Le métier de musicien a donc plein de significations pour moi. Il englobe aussi d’autres choses que la musique : de la danse, du théâtre, du cirque. Le cirque, a d’ailleurs commencé au Pôle Sup’93 avec l’Académie Fratellini. Je me rappelle de plein de choses mais particulièrement du Projet personnel que j’avais monté, avec deux danseuses et qui m’a donné envie de faire du spectacle. Ça a été le déclencheur. Je ne travaille plus avec le cirque, mais c’est donc au Pôle qu’a pris forme mon travail global (pas uniquement de musicien, pas uniquement d’interprète).

Pouvez-vous nous décrire les différentes activités artistiques que vous menez désormais des deux côtés du Rhin ?

Pour commencer par ma moitié de vie allemande, Musikfabrik est un collectif de 15 musiciens, dirigé par les musiciens.  En Allemagne les statuts sont un peu différents donc on peut être en charge de l’association. On décide de tout ensemble. Il y a énormément de réunions, à la fois sur la ligne artistique, les programmations mais aussi sur le fonctionnement, l’organisation, la manière de répéter, qui nous dirige, qui chante avec nous, etc. En entrant à Musikfabrik, je suis tombé dans la science du collectif à l’allemande. Nous sommes investis à tous les échelons du processus. Or, quand on sait pourquoi on joue une pièce, on sait comment la défendre !

En France, j’ai ma compagnie (dont je suis le directeur artistique). Nous travaillons actuellement sur trois créations pour l’an prochain, des créations qui sont des spectacles pluridisciplinaires : musique, danse et arts visuels, avec de la scénographie et de la lumière.

Pouvez-vous nous racontez les débuts de votre compagnie ?
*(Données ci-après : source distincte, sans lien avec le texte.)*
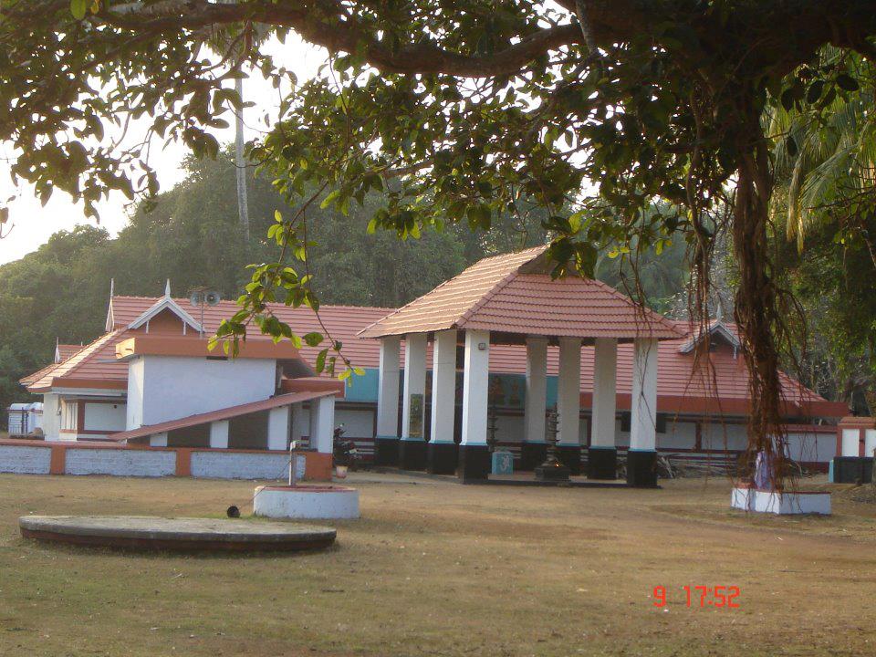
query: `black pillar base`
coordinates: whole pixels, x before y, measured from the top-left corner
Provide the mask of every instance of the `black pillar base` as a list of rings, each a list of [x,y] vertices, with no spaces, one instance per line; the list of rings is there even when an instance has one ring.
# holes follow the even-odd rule
[[[520,443],[520,470],[529,472],[541,465],[548,458],[547,443]]]
[[[380,438],[374,441],[374,464],[395,467],[399,464],[399,439]]]
[[[459,456],[455,443],[430,443],[426,472],[430,474],[453,474]]]
[[[459,446],[459,461],[456,464],[456,476],[464,484],[466,482],[485,481],[492,469],[490,450],[486,445]]]
[[[572,474],[581,474],[581,446],[580,445],[557,445],[557,459]]]
[[[657,452],[627,452],[627,484],[637,488],[657,487]]]
[[[588,479],[617,479],[618,450],[614,447],[590,447],[587,451]]]
[[[835,456],[833,481],[836,484],[870,484],[873,480],[872,456]]]
[[[402,470],[426,469],[426,442],[422,438],[399,441],[399,467]]]
[[[569,470],[559,461],[542,464],[536,467],[536,479],[538,481],[568,481]]]

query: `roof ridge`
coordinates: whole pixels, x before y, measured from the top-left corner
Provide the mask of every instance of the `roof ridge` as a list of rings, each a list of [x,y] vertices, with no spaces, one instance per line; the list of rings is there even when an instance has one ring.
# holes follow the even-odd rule
[[[490,261],[490,260],[495,260],[495,259],[498,259],[498,258],[510,258],[511,256],[520,256],[521,254],[527,253],[527,251],[537,251],[537,251],[539,252],[539,254],[540,254],[541,252],[543,252],[543,251],[544,251],[545,249],[547,249],[547,248],[548,248],[547,245],[541,245],[541,246],[531,246],[531,247],[529,247],[529,248],[527,248],[527,249],[521,249],[520,251],[512,251],[511,253],[496,254],[495,256],[487,256],[486,257],[483,257],[483,258],[481,258],[480,260],[477,260],[477,261],[472,263],[472,264],[469,265],[467,267],[465,267],[464,269],[463,269],[459,274],[457,274],[456,276],[452,276],[452,277],[448,278],[447,280],[442,282],[441,284],[439,284],[439,285],[436,286],[435,287],[432,288],[431,290],[429,290],[429,291],[426,292],[425,294],[420,295],[420,296],[417,297],[415,299],[412,299],[411,301],[408,301],[408,303],[404,304],[404,306],[402,306],[402,307],[400,307],[400,308],[397,308],[395,310],[393,310],[392,312],[389,313],[389,314],[386,315],[385,317],[382,317],[382,318],[381,318],[380,319],[377,319],[376,321],[371,322],[371,323],[369,324],[367,327],[365,327],[364,328],[362,328],[360,331],[357,332],[356,335],[357,335],[357,336],[360,336],[360,335],[362,335],[363,333],[367,332],[367,331],[368,331],[369,329],[370,329],[371,328],[373,328],[373,327],[377,326],[378,324],[380,324],[381,322],[386,321],[386,320],[389,319],[390,318],[398,315],[398,314],[401,313],[402,310],[404,310],[406,308],[408,308],[409,306],[412,306],[412,304],[416,303],[417,301],[419,301],[420,299],[422,299],[423,297],[427,297],[427,296],[429,296],[429,295],[434,294],[435,292],[437,292],[438,290],[442,289],[443,287],[446,287],[446,286],[449,286],[451,283],[453,283],[454,281],[457,280],[461,276],[463,276],[463,275],[465,274],[466,272],[471,271],[472,269],[474,269],[474,267],[478,266],[479,265],[482,265],[483,263],[485,263],[485,262]],[[517,266],[516,266],[516,267],[514,269],[514,271],[511,272],[511,273],[514,274],[514,273],[517,272],[517,271],[520,269],[520,267],[523,266],[524,264],[528,263],[528,262],[531,262],[533,259],[534,259],[534,258],[530,258],[529,260],[527,260],[527,261],[525,261],[524,263],[520,263],[519,265],[517,265]],[[510,275],[508,275],[508,276],[510,276]],[[507,277],[507,276],[505,276],[505,278],[506,278],[506,277]],[[503,278],[502,280],[504,281],[505,278]],[[501,282],[502,282],[502,281],[499,281],[499,283],[501,283]],[[496,285],[498,285],[498,284],[496,284]],[[490,289],[492,290],[492,289],[494,289],[494,288],[495,288],[495,286],[494,286],[493,288],[490,288]],[[487,291],[487,294],[489,294],[489,292],[490,292],[490,290]],[[466,311],[464,312],[462,315],[460,315],[459,317],[457,317],[456,318],[454,318],[454,319],[453,320],[453,322],[451,323],[451,326],[457,326],[459,321],[464,320],[465,318],[466,318],[467,313],[468,313],[470,310],[472,310],[474,308],[475,308],[476,306],[477,306],[477,304],[475,304],[475,306],[473,306],[472,308],[469,308],[469,310],[466,310]]]
[[[520,267],[532,261],[527,260],[526,262],[520,263],[514,271],[508,273],[504,278],[502,278],[502,280],[498,281],[495,286],[488,289],[485,294],[482,295],[481,297],[475,301],[468,310],[464,312],[459,318],[454,322],[454,324],[457,327],[464,324],[471,317],[474,315],[474,313],[484,308],[487,301],[495,297],[495,295],[505,289],[511,281],[517,277],[517,276],[520,274]]]
[[[582,276],[582,277],[583,277],[583,276]],[[610,286],[608,283],[605,283],[604,281],[600,281],[599,278],[596,278],[596,277],[593,277],[593,278],[584,278],[584,280],[591,280],[591,281],[593,281],[593,282],[596,283],[600,287],[602,287],[603,289],[605,289],[605,290],[607,290],[608,292],[611,293],[613,296],[617,297],[619,299],[622,299],[623,302],[626,303],[628,306],[631,306],[631,307],[634,307],[634,308],[637,308],[637,309],[641,309],[641,310],[642,311],[642,315],[644,315],[644,316],[651,315],[651,316],[655,317],[656,319],[657,319],[657,322],[659,322],[660,324],[662,324],[662,325],[663,325],[664,327],[666,327],[667,328],[671,328],[671,329],[673,330],[673,331],[678,331],[678,330],[679,330],[678,327],[675,326],[675,322],[674,322],[674,321],[673,321],[673,320],[670,319],[669,318],[662,315],[661,313],[657,312],[656,310],[648,308],[648,307],[645,306],[644,304],[636,303],[635,301],[632,300],[632,298],[631,298],[631,297],[629,297],[628,295],[623,294],[623,292],[621,292],[620,290],[615,289],[614,287],[612,287],[611,286]],[[680,336],[679,336],[679,338],[686,338],[686,337],[687,337],[687,334],[686,334],[686,333],[685,333],[684,335],[680,335]]]

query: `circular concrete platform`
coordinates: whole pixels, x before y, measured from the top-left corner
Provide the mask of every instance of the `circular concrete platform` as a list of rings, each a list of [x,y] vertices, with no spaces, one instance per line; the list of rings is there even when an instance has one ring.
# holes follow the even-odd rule
[[[261,552],[328,548],[332,527],[261,520],[151,516],[23,516],[26,538],[134,549]]]

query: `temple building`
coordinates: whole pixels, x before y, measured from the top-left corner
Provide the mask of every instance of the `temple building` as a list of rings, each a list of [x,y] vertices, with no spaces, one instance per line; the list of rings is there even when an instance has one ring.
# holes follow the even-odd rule
[[[106,333],[65,348],[22,380],[43,396],[47,441],[276,453],[292,440],[330,454],[345,437],[376,464],[488,475],[489,418],[529,471],[544,460],[548,412],[574,473],[652,485],[657,453],[727,463],[746,443],[748,376],[735,327],[705,331],[644,309],[611,287],[551,279],[544,247],[482,260],[402,308],[324,305],[319,319],[365,370],[317,377],[320,347],[255,333],[236,359],[206,348],[232,301],[110,295]],[[310,308],[271,311],[298,335],[323,332]],[[694,362],[709,339],[708,363]],[[828,402],[783,374],[789,454],[827,469]]]

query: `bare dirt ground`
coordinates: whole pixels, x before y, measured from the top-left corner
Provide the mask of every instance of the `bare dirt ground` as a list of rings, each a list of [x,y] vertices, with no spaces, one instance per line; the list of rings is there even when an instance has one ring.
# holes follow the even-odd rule
[[[354,476],[336,548],[241,558],[47,547],[16,518],[245,516],[252,482],[0,475],[0,655],[876,654],[876,505],[840,487],[832,517],[787,518],[730,511],[721,478]],[[685,584],[740,608],[689,609]]]

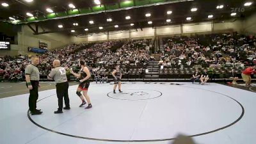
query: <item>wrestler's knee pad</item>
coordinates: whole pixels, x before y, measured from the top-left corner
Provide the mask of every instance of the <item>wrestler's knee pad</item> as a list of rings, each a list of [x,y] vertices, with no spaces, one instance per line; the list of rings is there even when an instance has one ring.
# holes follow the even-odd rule
[[[82,94],[81,94],[81,92],[76,92],[76,94],[78,95],[78,97],[81,97],[82,95]]]

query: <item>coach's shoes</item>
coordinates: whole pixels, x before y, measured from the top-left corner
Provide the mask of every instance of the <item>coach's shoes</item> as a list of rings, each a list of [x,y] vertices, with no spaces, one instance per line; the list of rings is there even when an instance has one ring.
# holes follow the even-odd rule
[[[33,111],[31,112],[32,115],[41,115],[43,112],[40,111]]]
[[[68,110],[68,109],[70,109],[70,107],[65,107],[64,108],[63,108],[63,109],[66,109],[66,110]]]
[[[90,108],[92,108],[92,104],[89,104],[88,106],[86,108],[85,108],[84,109],[90,109]]]
[[[54,113],[57,114],[57,113],[63,113],[63,112],[62,111],[62,110],[58,110],[54,111]]]
[[[86,102],[85,102],[85,100],[84,100],[81,104],[80,104],[79,107],[82,107],[83,106],[84,106],[84,104],[86,104]]]

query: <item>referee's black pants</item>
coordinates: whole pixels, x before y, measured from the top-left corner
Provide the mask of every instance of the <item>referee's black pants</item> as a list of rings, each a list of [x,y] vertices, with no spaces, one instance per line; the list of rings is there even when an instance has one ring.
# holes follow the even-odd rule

Le premier projet de la compagnie était pour un spectacle de Yoann Bourgeois, avec la violoncelliste Lola Malique qui était également au Pôle Sup’93. Il nous avait commandé la musique d’un spectacle qui s’appelle « La mécanique de l’histoire » donné au Panthéon en 2017. Un grand "bazar" avec quatre musiques simultanées aux quatre coins du Panthéon, avec aussi quatre groupes de public ! C’était un défi musical : composer quatre musiques qui devaient être vécues séparément et être écoutées simultanément dans un espace avec une réverbération de 12 secondes. Les 4 groupes de public devaient pouvoir passer d’une scène à l’autre, sans se gêner. Aujourd’hui, nous ne referions plus cela, la compagnie porte d’ailleurs ses propres projets et ne répond plus aux commandes.

Ma compagnie est à Saint-Denis, en Seine-Saint-Denis. Je travaille sur plusieurs créations pour l’année prochaine. La première se fait avec Kamilya Jubran (oudiste et chanteuse palestinienne) ainsi que deux danseuses. Nous créons la musique ensemble.

Les deux autres créations intègrent la danse avec la chorégraphe Soa Ratsifandrihana, danseuse d’Anne Teresa De Keersmaeker  et qui habite Bruxelles.

Le  plus grand de nos projets sera créé à Lyon en mars 2022 avec Helge Sten, un artiste norvégien qui fait de l’électro ambiant. C’est un spectacle avec trois danseuses et une scénographie imposante.

Enfin notre dernier projet pour 2021/2022, intitulé Zig Bang, se fera avec Georges Aperghis, Valérie Dréville et Juliet Fraser à la Philharmonie de Paris le 1er juin 2022.

Ces trois projets sont très différents dans leurs styles musicaux, mais ils se retrouvent dans l’exploration musicale avec tout ce qu’elle a de plus riche aujourd’hui.

Je continue également mes projets à la contrebasse : j’enregistre un disque Bach / Biber, pour enrichir le répertoire, qui sort chez NoMadMusic au premier trimestre 2022.

Si vous aviez un seul souvenir du Pole Sup’93, quel serait-il ?

La soirée au Théâtre de la Commune !

Que diriez-vous à un musicien qui aurait envie de se présenter au Pôle Sup’93 ou qui s’interrogerait ?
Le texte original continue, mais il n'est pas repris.